Ah, all was not well in the Kingdom of Beal. King Nicholas. Normally a very benevolent ruler, had one very strict rule: everything must be tidy. So the law of the land dictated those in the Kingdom of Beal must ensure all their trash is picked up and taken to the royal trash dump. King Nicholas knew his rather tidy nature was a little unusual for the 10th century (OK, it was weird) so, being the benevolent ruler that he was, he gave each of his subjects a trash box, had trash wagons made, and employed several of his subjects to pick up his trash. Because he did not think it would be too much of a burden, King Nicholas directed his subjects to put their trash in the box and haul it to the edge of their yard for pick up on a weekly basis. But his subjects were very unhappy and King Nicholas was beside himself. His subjects felt picking up the trash was too much trouble. He knew his subjects were following his edict only because of their love of him but he didn't want his subjects to become so unhappy that they would begin to hate him. King Nicolas sent for his three best knights, Winston, Stanley and Dudley. King Nicolas divided the Kingdom of Beal into three sections and directed each of his knights to address the trash problem in their section. The Knight with the happiest subjects would have his solution implemented throughout the kingdom and would receive his King's undying gratitude.

Sir Winston, considered King Nicolas's best knight, was a man of action and was known for his decisive nature and quick implementation of any plan. Sir Winston was not one who asked people for advice nor would he take advice from anyone. He had been in many battles defending the Kingdom of Beal and his proclivity for quick action was extremely beneficial I the heat of battle. Sir Winston's motto was what was good during battle was good in all situations. He took one look at the trash situation and knew immediately what should be done. Sir Winston instructed the subjects in his sections to dig tunnels from their house to a central trash dump. The subjects would deposit their trash in a hole in their house that lead to the tunnel, the trash would make its way to the central dump and the trash haulers would pick the trash up there. Well, this did not make the subjects happy at all. They didn't like digging the trench nor the hole in their house, and the stench from the trash stuck in the tunnel was unbearable!

Sir Stanley, however, was a little better than Sir Winston because he knew there were times for quick action but also times when you had to ask for advice. While he was willing to seek counsel from others, it was very important for him to ask the questions and the answers to be specific to the question. He asked the subjects in his section what they thought was so bad about picking up trash and they told him there was too much to manage once a week. So, he came up with the solution of having the trash haulers come three times a week. And, the subjects were very happy! King Nicolas, however, was very unhappy because the cost of hauling the trash tripled in Sir Stanley's section and became so expensive he thought he might have to give up his dream of a tidy kingdom.
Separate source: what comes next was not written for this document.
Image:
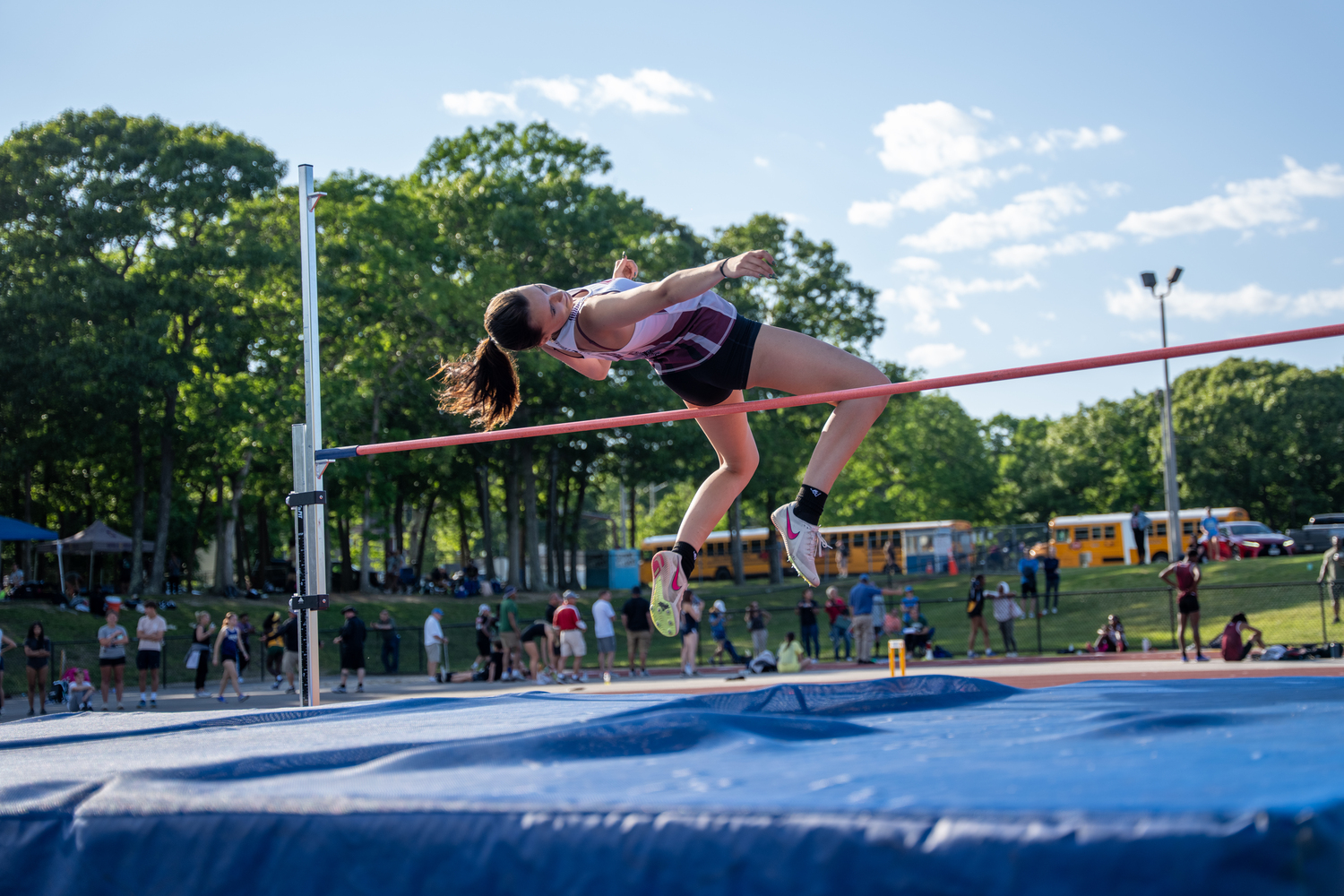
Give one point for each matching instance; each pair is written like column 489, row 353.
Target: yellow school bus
column 1105, row 538
column 921, row 547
This would not do so King Nicolas was very hopeful Sir Dudley would come up with the solution that made his subjects happy.

Now, Sir Dudley believed in not only asking questions but was willing to ask the reasons behind the answers as well as continue to try to find all possible solutions. The subjects in Sir Dudley's section also said the trash was too much to manage once a week so Sir Dudley asked them what made it so hard to manage the trash. The subjects said the box began so full that they could hardly pick it up and it was too hard to push the trash box to the edge of the property. So, Sir Dudley had wheels put on all the trash boxes in his sections and the subjects were able to move the trash boxes so easily they began to like taking the trash out. The subjects were very happy but, better yet, King Nicholas was happy because he knew putting wheels on the trash barrels would cost money now but he'd only have to pay once.

So, Sir Dudley's solution was implemented throughout the Kingdom of Beal, making it the cleanest Kingdom in the 10th century and all throughout the kingdom were happy. King Nicolas was so happy that he gave his bright and talented daughter's hand in marriage to Sir Dudley. Sir Dudley and Princess Vicki lived happily ever after to a ripe old age in the Kingdom of Beal.

Moral: There are many morals to this story. First, you cannot perform proper system analysis without obtaining user input. Second, implementing a solution without this input means your solution is doomed to failure. Third, simply asking a question without finding the underlying reasons does not give you an opportunity to find several solutions for evaluation in order to find the most satisfactory. Fourth, an expensive solution may not be the best solution because it doesn't make the person paying the bills very happy. Fifth, users can help you find a solution if you are persistent in asking them for their input. And, finally, it is important to work your professor's name into a fable with the character having very good qualities but don't be too obvious about it.

These stories are adapted examples written in my class, IS 6840 (formerly MSIS 488).